Baroness Newlove (pictured) said the practice enabled abusive partners "to continue their controlling and coercive behaviour in plain sight".
Expressing frustration at the delay in introducing a promised government ban, the Tory peer signalled she would seek to amend draft legislation aimed at reforming the courts service.
The Government says the Courts and Tribunals (Judiciary and Functions of Staff) Bill will ensure the courts and tribunals system is "fit for the 21st century".
Forming part of a wider package of modernisation reforms, measures contained in the Bill include allowing authorised court staff to carry out routine judicial functions in the Crown Court, such as changing the start time of a hearing, and so freeing up judges' time.
Most of the proposals were contained in the previous and more far-reaching Prisons and Courts Bill, which fell when the general election was called.
Lady Newlove, whose husband Garry was murdered by three youths in 2007, raised her concerns over the continuation of cross-examination of domestic abuse victims by perpetrators during second reading of the latest Bill.
She said: "Over the last few months, I have been around the country speaking to many victims of this horrendous crime.
"Hearing their stories has left me shocked, as has the way that the courts have treated these vulnerable victims.
"Time is now of the essence.

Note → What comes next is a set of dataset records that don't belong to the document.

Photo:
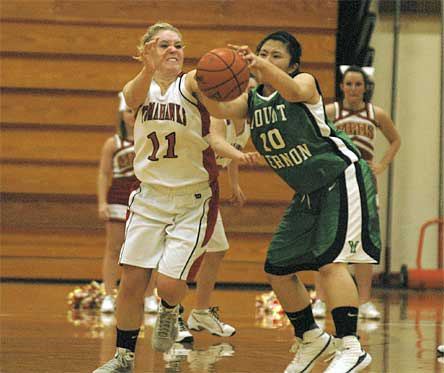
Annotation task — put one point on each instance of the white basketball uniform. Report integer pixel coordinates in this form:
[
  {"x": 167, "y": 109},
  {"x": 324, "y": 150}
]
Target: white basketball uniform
[
  {"x": 218, "y": 241},
  {"x": 172, "y": 214},
  {"x": 360, "y": 126},
  {"x": 123, "y": 179}
]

It is within our gift to transform these people's experiences now, if only we can implement the legislation.
"How can it be right that a victim can give evidence behind a screen in our criminal courts and yet, sadly, when they appear in our family courts, despite a restraining order being in place, cross-examination can be carried out by the individual who has made the lives of that victim and their children pure hell?"
Stressing the need for urgent action, Lady Newlove said: "Victims will continue to suffer a continuation of their abuse in our family courts because abusive partners are allowed to continue their controlling and coercive behaviour in plain sight, not only towards the victims but towards the children.

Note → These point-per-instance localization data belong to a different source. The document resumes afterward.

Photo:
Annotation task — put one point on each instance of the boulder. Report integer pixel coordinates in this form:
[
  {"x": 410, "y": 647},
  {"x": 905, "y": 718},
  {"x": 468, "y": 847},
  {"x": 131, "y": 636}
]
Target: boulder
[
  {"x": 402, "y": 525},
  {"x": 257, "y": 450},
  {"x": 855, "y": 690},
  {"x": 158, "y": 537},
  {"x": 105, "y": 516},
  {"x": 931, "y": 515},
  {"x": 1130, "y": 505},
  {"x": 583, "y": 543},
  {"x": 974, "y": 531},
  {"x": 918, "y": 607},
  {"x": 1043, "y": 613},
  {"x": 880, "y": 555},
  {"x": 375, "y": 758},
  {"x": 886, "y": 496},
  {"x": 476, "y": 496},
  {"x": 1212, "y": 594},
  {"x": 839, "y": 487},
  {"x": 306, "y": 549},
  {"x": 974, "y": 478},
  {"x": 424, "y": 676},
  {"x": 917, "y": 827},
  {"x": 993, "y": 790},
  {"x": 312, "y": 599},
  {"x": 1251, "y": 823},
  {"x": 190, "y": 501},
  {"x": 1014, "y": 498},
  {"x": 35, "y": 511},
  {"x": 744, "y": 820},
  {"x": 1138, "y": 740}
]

"How can we expect a victim in such a traumatic environment to give the best evidence and argue for the best scenario for their children - one that keeps them safe - when the person they are standing up against is the person they are most afraid of in the world?"
There was not the "luxury" of waiting for future legislation she argued, and added: "How many victims will be allowed to be questioned about their sex life by their abusive partners in that time, and how many will be manipulated into agreeing contact arrangements that put their children at high risk?
"I am not prepared to let this moment pass without making sure that those victims' voices are heard.
"Victims must be able to access a system that helps them move towards a safer future for their family - not one that adds to the abuse and anxiety of the situation they found themselves in in the first place."
Her call was backed by shadow attorney general Baroness Chakrabarti, who said: "We should be concerned that those provisions are not in this Bill and ask for further assurances on them."
The Labour frontbencher also raised concerns the Government's modernisation drive had led to court closures and staff cuts.
She said: "Reductions in the number of local courts pile further pressure on those remaining courts, which are already creaking under the weight of budget and staff cuts over many years."
Lady Chakrabarti said Labour would be pushing for a number of safeguards in the Bill, including limits to the delegation of judicial powers to court staff.
Former lord chief justice Lord Thomas of Cwmgiedd stressed the need for reform of the service.
"If modernisation does not go through, the only prospect for our court system is significant decline," said the independent crossbencher.
Opening the second reading debate, Tory frontbencher Lord Keen of Elie said the draft legislation formed part of the Government's plan "to create a modern, world-class courts and justice system that is swift, straightforward and works for everyone".
"The Bill marks an important first step in delivering a reformed courts and tribunals system," he said.
Responding later to Lady Newlove's concerns about the cross-examination of victims of domestic violence, Lord Keen said: "It does not fall within the purview of this Bill but we have it at the forefront of our minds and are determined to take it forward. It is an issue of parliamentary time."